Figure 6. Activation of FXII by misfolded protein aggregates leads to specific activation of the kallikrein-kinin system.

A protein can lose its conformation in a number of ways, most notably by denaturation (a) (e.g., due to mechanical stress). Loss of conformation can lead to exposure of sites that are normally hidden within the protein molecule, e.g., due to electrostatic forces in an aqueous environment. As a result, the unfolded protein molecules will either aggregate into amorphous aggregates that can activate FXII-dependent kallikrein generation in the absence of a surface (b) or, in some cases, assemble into amyloid fibrils that do not activate this system independently.
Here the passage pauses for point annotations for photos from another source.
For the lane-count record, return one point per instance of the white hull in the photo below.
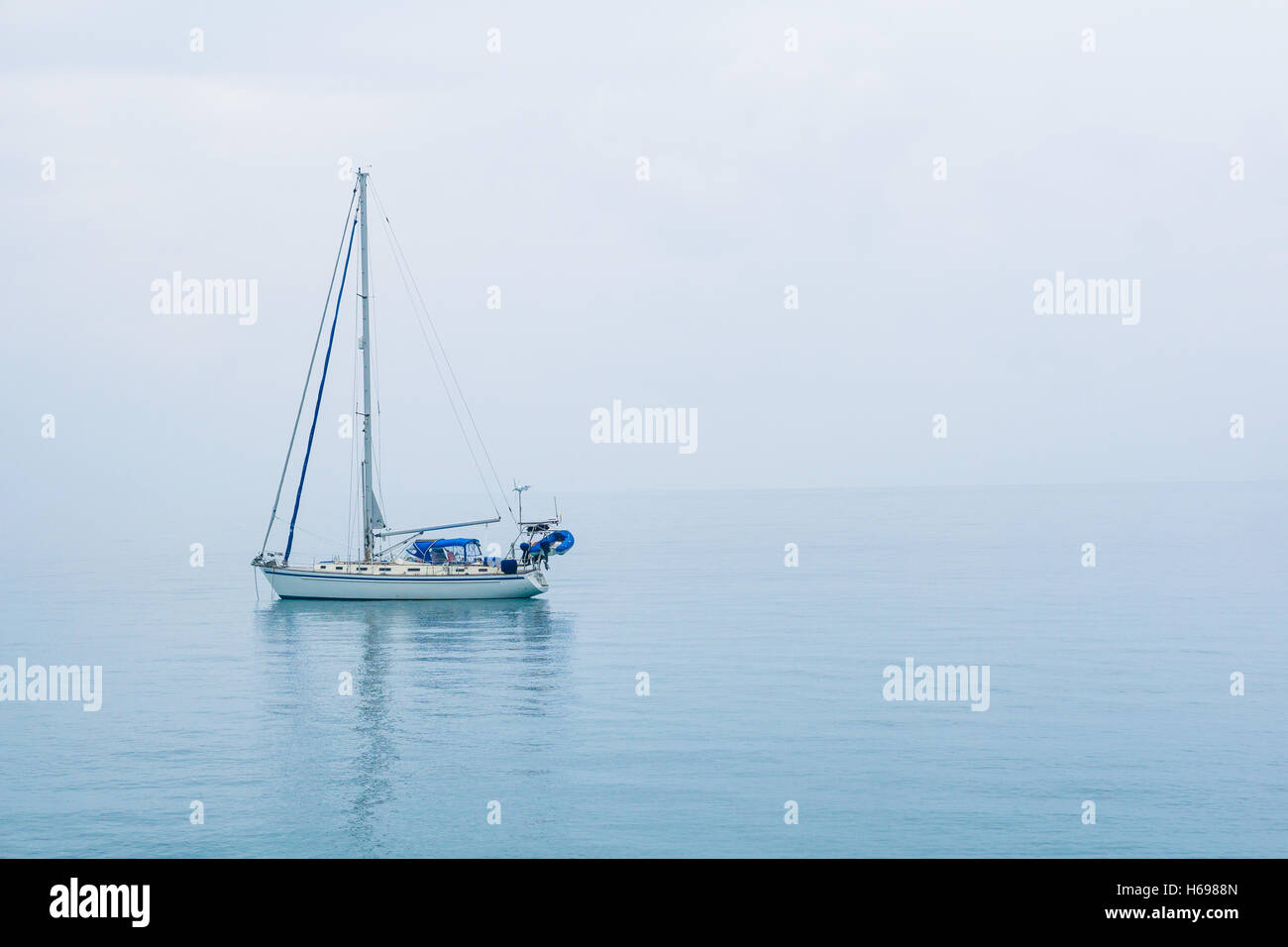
(309, 583)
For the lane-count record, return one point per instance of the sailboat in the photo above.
(402, 564)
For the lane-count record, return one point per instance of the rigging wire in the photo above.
(400, 262)
(308, 376)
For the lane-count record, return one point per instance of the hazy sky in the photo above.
(767, 169)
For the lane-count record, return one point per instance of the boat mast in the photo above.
(365, 343)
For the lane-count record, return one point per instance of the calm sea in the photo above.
(1108, 684)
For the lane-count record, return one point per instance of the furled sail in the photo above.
(377, 518)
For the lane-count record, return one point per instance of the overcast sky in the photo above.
(768, 169)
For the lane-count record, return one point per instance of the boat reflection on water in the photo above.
(426, 682)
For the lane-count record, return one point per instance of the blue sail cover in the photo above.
(442, 552)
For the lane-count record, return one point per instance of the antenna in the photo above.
(519, 489)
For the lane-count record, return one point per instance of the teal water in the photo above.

Apparently, amyloid fibrils have lost the epitope(s) required for activation of FXII. During adsorption of proteins to classical surface materials such as kaolin, several proteins also lose their native conformation (c), as was shown for BSA, Fg, and endostatin. These adsorbed proteins are able to stimulate FXII-dependent kallikrein generation (d). Misfolded proteins are not capable of inducing clotting, since they are unable to initiate FXII-dependent FXIa generation (e).